Information that we use or disclose may be subject to re-disclosure by the person to whom we provide the information and may no longer be protected by the federal privacy rules.
(This section of the sample HIPAA form (AGAIN, FOR A FORMAL HIPAA FORM THAT YOU CAN USE, CALL AN ATTORNEY THAT SPECIALIZES IN CONSTRUCTING LEGAL DOCUMENTS. SEVERAL ARE LISTED ABOVE AND AT THE TOP RIGHT!) provides your information to the client. Many clients will request a copy of this form, so it helps them to have all of your contact information provided. It also lets them know how to file a formal complaint if they believe you have not respected their privacy rights as according to this agreement and the HIPAA. ).
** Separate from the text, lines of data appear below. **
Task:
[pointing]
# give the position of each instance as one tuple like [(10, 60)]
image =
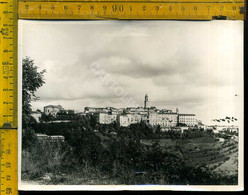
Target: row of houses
[(153, 118)]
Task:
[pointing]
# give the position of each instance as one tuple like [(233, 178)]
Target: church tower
[(146, 102)]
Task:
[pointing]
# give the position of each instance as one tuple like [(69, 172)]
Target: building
[(36, 115), (105, 118), (163, 119), (151, 115), (146, 102), (188, 119), (42, 137), (128, 119), (52, 110), (92, 110)]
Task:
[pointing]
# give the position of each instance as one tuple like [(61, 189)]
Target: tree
[(32, 80)]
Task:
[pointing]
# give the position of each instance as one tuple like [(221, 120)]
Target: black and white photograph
[(130, 105)]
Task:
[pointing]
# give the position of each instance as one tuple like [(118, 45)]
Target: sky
[(196, 67)]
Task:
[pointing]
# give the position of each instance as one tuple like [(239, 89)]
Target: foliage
[(32, 80)]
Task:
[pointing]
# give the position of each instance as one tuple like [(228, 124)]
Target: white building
[(163, 119), (105, 118), (53, 110), (36, 115), (128, 119), (188, 119)]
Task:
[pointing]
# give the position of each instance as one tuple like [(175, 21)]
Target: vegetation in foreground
[(112, 154)]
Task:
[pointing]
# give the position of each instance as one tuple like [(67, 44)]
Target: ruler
[(8, 97), (11, 10), (132, 9)]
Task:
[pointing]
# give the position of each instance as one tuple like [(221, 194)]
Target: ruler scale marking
[(78, 9)]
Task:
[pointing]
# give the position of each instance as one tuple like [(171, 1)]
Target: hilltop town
[(164, 118)]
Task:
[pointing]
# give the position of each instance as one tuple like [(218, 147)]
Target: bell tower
[(146, 102)]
For more information or to report a problem
If you have questions and would like additional information, you may contact our practice’s Chief Privacy Officer at (XXX) XXX-XXXX, or in writing to the Chief Privacy Officer, (INCLUDE FULL ADDRESS HERE). If you believe your privacy rights have been violated, you can either file a complaint with this office, or with the office for Civil Rights, U.S. Department of Health and Human Services (OCR). There will be no retaliation for filing a complaint with either our practice or the OCR. The address for the OCR regional office for North Carolina is as follows:
(THIS IS THE ADDRESS FOR THE NC OFFICE & SELECT OTHER STATES IN THE REGION, OTHER STATES WILL REQUIRE YOU TO PUT A DIFFERENT ADDRESS IN THIS PORTION OF THE FORM. YOUR ATTORNEY WILL KNOW WHICH ADDRESS TO PUT HERE.)
Office for Civil Rights
U.S. Department of Health and Human Services
Atlanta Federal Center, Suite 3870
61 Forsyth Street, S.W.
Atlanta, GA 30303-8909
(And, as most documents do, this sample HIPAA privacy disclosure form ends with a place for a signature. This, on your form (which you should contact an attorney to write), is where you would have the patient sign to authorize you to release their health information as needed. This section may also require them to list their current insurance provider, and any other parties that may require access to the patients health information. A lot of people will personalize this section by using the doctors name, and by listing specific insurance policies that apply.)
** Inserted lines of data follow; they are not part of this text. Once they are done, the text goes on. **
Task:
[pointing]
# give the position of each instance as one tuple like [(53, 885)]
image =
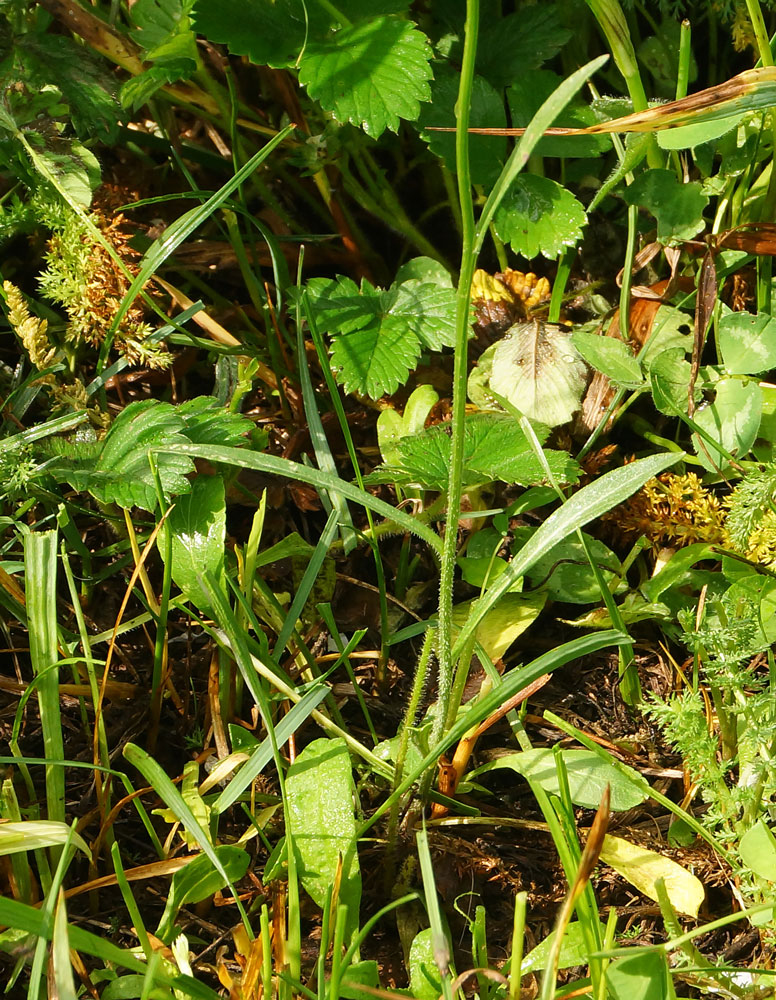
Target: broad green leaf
[(588, 776), (392, 426), (677, 207), (374, 337), (611, 357), (757, 850), (584, 506), (268, 32), (539, 216), (504, 622), (669, 378), (575, 949), (320, 803), (122, 473), (371, 74), (200, 880), (487, 109), (687, 136), (733, 420), (537, 368), (567, 575), (163, 31), (747, 343), (527, 93), (494, 449), (83, 80), (32, 835), (509, 47), (274, 465), (642, 868), (640, 976), (198, 526)]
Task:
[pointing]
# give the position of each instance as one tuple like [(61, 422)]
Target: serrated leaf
[(588, 776), (487, 111), (677, 207), (206, 422), (537, 368), (747, 343), (122, 473), (200, 880), (527, 93), (610, 356), (539, 216), (494, 448), (371, 74), (511, 46), (268, 32), (377, 335), (320, 797), (642, 868), (198, 526), (429, 310), (640, 976), (733, 419), (82, 80)]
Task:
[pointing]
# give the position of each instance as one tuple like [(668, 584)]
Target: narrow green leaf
[(584, 506)]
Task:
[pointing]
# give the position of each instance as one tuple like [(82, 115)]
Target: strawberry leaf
[(539, 216), (370, 74), (377, 336)]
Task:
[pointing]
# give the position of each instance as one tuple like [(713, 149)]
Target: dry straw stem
[(752, 90)]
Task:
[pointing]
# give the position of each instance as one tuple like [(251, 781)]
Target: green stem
[(468, 262), (612, 22)]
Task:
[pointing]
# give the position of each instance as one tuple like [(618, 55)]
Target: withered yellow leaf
[(642, 868)]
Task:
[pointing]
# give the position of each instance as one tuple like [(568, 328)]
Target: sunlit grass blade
[(40, 568), (187, 223)]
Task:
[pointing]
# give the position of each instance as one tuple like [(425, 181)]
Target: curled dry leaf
[(539, 371)]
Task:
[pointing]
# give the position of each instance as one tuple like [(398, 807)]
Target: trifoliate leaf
[(537, 368), (677, 207), (539, 216), (377, 335), (486, 153), (371, 74), (205, 422), (733, 419), (122, 473), (494, 448)]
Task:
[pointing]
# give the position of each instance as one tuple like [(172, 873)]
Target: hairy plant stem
[(468, 262), (418, 686)]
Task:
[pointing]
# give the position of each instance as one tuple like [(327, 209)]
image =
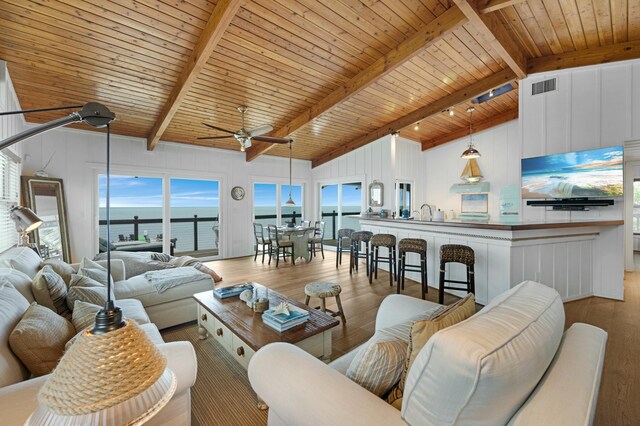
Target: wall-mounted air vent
[(543, 86)]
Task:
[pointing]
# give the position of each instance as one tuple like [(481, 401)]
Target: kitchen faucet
[(430, 211)]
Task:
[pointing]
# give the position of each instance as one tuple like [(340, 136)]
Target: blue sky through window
[(132, 191)]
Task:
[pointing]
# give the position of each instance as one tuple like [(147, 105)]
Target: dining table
[(300, 236)]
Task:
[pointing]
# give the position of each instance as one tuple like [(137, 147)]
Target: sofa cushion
[(13, 305), (140, 288), (50, 291), (39, 339), (20, 281), (481, 370), (84, 313), (136, 263), (88, 290), (61, 267), (24, 259), (378, 365)]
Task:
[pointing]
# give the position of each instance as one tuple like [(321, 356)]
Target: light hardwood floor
[(620, 387)]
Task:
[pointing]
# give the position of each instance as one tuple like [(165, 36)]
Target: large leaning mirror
[(45, 196), (376, 194)]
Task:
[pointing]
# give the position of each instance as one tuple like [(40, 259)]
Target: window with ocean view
[(136, 209), (195, 220), (137, 205), (266, 209), (339, 203)]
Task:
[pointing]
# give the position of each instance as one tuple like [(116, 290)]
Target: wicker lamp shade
[(116, 378)]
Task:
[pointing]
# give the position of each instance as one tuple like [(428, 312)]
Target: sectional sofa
[(18, 391)]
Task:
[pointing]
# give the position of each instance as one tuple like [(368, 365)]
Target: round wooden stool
[(322, 290)]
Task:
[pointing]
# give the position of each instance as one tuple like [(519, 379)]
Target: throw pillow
[(39, 339), (87, 290), (378, 365), (50, 291), (191, 261), (422, 330), (61, 268)]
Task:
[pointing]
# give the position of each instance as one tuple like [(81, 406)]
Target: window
[(136, 209), (636, 206), (9, 196), (195, 218)]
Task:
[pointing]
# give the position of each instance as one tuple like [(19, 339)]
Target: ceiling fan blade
[(216, 137), (260, 130), (269, 139), (218, 128)]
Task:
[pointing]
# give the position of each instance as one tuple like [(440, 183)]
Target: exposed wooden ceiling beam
[(492, 30), (476, 89), (477, 127), (580, 58), (488, 6), (218, 22), (433, 31)]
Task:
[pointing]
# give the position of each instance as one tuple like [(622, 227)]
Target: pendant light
[(290, 201), (470, 152)]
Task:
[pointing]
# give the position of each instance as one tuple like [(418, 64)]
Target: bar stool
[(413, 245), (459, 254), (356, 239), (344, 233), (388, 241)]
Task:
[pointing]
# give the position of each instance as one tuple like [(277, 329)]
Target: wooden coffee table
[(241, 331)]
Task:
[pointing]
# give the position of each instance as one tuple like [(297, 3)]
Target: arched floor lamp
[(113, 373)]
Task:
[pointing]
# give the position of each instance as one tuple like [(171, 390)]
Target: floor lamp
[(113, 373)]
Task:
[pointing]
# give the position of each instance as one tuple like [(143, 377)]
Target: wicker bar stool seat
[(388, 241), (342, 245), (412, 245), (357, 238), (322, 290), (459, 254)]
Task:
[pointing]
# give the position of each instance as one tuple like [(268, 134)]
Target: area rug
[(222, 394)]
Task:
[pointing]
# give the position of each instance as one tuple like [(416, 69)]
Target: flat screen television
[(582, 174)]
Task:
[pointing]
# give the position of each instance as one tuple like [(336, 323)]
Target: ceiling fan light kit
[(244, 137)]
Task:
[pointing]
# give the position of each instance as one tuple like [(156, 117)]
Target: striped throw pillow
[(50, 290), (378, 365)]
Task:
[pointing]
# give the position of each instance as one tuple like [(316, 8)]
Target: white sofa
[(510, 363), (172, 307), (18, 392)]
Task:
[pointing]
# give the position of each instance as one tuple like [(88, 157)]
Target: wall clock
[(237, 193)]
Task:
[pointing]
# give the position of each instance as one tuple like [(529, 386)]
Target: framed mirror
[(45, 196), (376, 194)]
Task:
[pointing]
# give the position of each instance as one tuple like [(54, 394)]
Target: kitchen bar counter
[(577, 258)]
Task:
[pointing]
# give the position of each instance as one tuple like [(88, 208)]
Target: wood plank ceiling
[(330, 74)]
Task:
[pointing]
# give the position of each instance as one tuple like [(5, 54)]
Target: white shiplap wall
[(386, 160), (80, 154)]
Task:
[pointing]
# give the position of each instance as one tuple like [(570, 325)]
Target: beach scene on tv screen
[(592, 173)]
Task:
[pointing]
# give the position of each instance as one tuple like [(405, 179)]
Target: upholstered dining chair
[(317, 239), (281, 248), (261, 241)]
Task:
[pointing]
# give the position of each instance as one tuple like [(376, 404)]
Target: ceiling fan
[(244, 137)]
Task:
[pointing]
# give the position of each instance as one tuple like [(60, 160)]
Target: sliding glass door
[(195, 217)]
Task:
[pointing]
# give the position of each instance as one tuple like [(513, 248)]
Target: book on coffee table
[(231, 291)]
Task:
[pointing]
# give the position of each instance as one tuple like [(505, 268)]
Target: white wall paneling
[(578, 262)]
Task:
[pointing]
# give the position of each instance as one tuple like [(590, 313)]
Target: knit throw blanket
[(169, 278)]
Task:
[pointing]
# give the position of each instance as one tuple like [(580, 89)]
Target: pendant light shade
[(290, 201), (471, 151)]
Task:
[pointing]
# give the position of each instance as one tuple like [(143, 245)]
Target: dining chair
[(317, 239), (279, 246), (261, 241)]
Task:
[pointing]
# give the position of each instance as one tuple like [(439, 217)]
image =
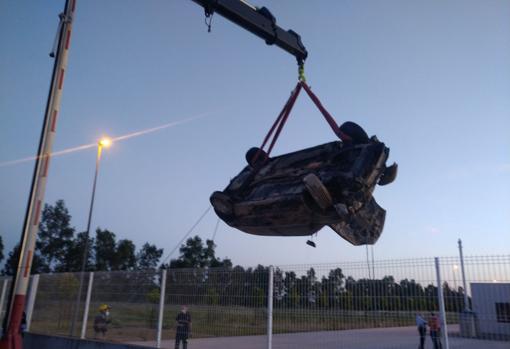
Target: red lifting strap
[(284, 115)]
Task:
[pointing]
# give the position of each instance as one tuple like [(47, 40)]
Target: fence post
[(31, 299), (161, 307), (440, 297), (87, 306), (270, 309), (466, 300), (2, 298)]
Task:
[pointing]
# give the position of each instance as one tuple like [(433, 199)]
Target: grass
[(138, 321)]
I authorize you to use or disclose my health information in the manner described above. I am also acknowledging that I understand I may receive a paper copy with this authorization at my request. This notice is effective as of (Date). This authorization will expire seven years after the date in which you last received services form us.
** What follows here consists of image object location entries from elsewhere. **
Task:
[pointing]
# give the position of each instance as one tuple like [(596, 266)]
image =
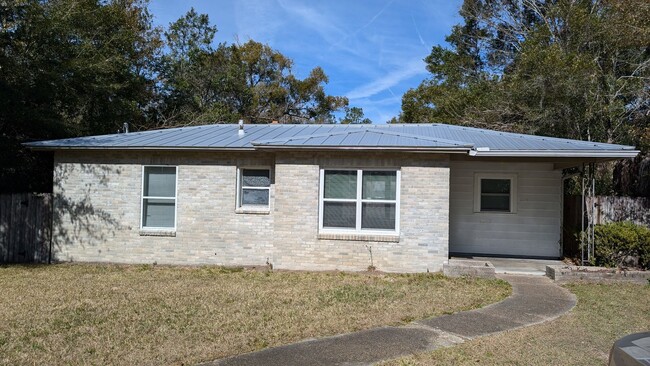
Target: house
[(319, 197)]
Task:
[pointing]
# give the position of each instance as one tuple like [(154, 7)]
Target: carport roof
[(403, 137)]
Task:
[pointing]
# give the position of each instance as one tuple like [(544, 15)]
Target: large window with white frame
[(495, 192), (254, 188), (359, 200), (159, 197)]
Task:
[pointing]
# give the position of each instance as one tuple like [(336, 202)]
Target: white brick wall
[(98, 197)]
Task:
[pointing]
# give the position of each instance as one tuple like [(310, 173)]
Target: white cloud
[(384, 82)]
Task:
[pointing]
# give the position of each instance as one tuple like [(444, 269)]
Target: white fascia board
[(559, 153)]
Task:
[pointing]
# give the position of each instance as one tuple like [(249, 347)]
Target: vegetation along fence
[(607, 209), (614, 208), (25, 227)]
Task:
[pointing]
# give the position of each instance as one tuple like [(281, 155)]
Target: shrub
[(616, 243)]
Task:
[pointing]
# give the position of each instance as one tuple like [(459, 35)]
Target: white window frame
[(512, 177), (240, 187), (143, 197), (359, 203)]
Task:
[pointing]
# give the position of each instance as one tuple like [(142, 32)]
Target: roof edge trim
[(560, 153)]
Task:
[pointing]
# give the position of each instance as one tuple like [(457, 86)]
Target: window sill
[(253, 211), (496, 212), (390, 238), (145, 232)]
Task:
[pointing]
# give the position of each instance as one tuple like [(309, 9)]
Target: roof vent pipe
[(241, 127)]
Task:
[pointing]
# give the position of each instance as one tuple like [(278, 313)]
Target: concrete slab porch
[(523, 266)]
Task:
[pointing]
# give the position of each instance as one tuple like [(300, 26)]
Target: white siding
[(534, 230)]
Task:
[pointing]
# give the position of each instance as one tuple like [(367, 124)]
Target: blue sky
[(372, 51)]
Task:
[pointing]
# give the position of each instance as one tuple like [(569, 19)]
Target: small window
[(495, 193), (254, 188), (159, 197), (359, 200)]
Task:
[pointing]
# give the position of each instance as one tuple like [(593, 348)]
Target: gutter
[(452, 150), (556, 153)]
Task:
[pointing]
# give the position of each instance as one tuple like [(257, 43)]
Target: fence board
[(25, 227), (613, 209)]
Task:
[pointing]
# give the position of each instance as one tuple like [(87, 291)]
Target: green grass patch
[(124, 315)]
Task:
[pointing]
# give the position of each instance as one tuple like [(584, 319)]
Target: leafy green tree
[(354, 115), (68, 68), (249, 81), (577, 69)]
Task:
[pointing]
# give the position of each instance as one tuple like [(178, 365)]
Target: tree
[(249, 81), (68, 68), (577, 69), (354, 115)]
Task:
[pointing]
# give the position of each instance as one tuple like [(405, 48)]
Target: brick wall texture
[(98, 196)]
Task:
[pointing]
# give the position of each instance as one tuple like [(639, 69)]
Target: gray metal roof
[(408, 137)]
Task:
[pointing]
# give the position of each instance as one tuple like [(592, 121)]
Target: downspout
[(563, 181)]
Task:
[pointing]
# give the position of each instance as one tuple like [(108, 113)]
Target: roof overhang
[(138, 148), (448, 150), (608, 154)]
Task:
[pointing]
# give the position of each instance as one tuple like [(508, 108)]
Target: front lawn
[(604, 314), (128, 315)]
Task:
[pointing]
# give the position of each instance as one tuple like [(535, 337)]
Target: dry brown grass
[(109, 314), (583, 337)]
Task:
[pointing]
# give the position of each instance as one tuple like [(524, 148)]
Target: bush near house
[(619, 244)]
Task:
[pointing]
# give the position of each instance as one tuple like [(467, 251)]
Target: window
[(359, 200), (495, 193), (254, 188), (159, 197)]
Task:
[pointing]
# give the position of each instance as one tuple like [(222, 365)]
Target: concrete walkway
[(534, 300)]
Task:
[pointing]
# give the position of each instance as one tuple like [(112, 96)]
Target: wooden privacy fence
[(606, 209), (25, 227), (613, 209)]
ASSIGNMENT OF BENEFITS: I voluntarily direct ____________________________________ Insurance company (or Attorney at Law) to pay (COMPANY NAME OR DOCTOR NAME HERE) directly for charges for professional services rendered to me. THIS IS A DIRECT ASSIGNMENT OF BENEFITS UNDER THIS POLICY. I agree that I am responsible for any balance over and above insurance/attorney payment for these services. If my current insurance policy prohibits direct payment to (COMPANY NAME OR DOCTOR NAME HERE), I instruct you to make the check to me and mail it as follows: (COMPANY MAILING ADDRESS HERE). I authorize (COMPANY NAME OR DOCTOR NAME HERE), to initiate a complaint to the Insurance Commissioner for any reason on my behalf. I understand and agree that if collection efforts are necessary to obtain payment on this account, I will be responsible for all costs of such collection efforts, including reasonable attorney fees. I understand that any unpaid balance will accrue monthly interest at 1.5-% after 30 days of delinquency, unless prior payment arrangements are made.
Driver’s License Number: ____________________________ State: _____
CONSENT TO TREAT: I voluntarily authorize (COMPANY/DOCTOR NAME HERE) and whomever (DOCTOR NAME HERE) designates as assistants or associates to administer examinations and care as deemed necessary for my condition.
Emergency Contact Name: __________________________________________________ Phone: ___________________________
AUTHORIZATION TO RELEASE RECORDS: I voluntarily authorize the release of any information pertinent to my case to any insurance company, adjuster, or attorney involved in my case.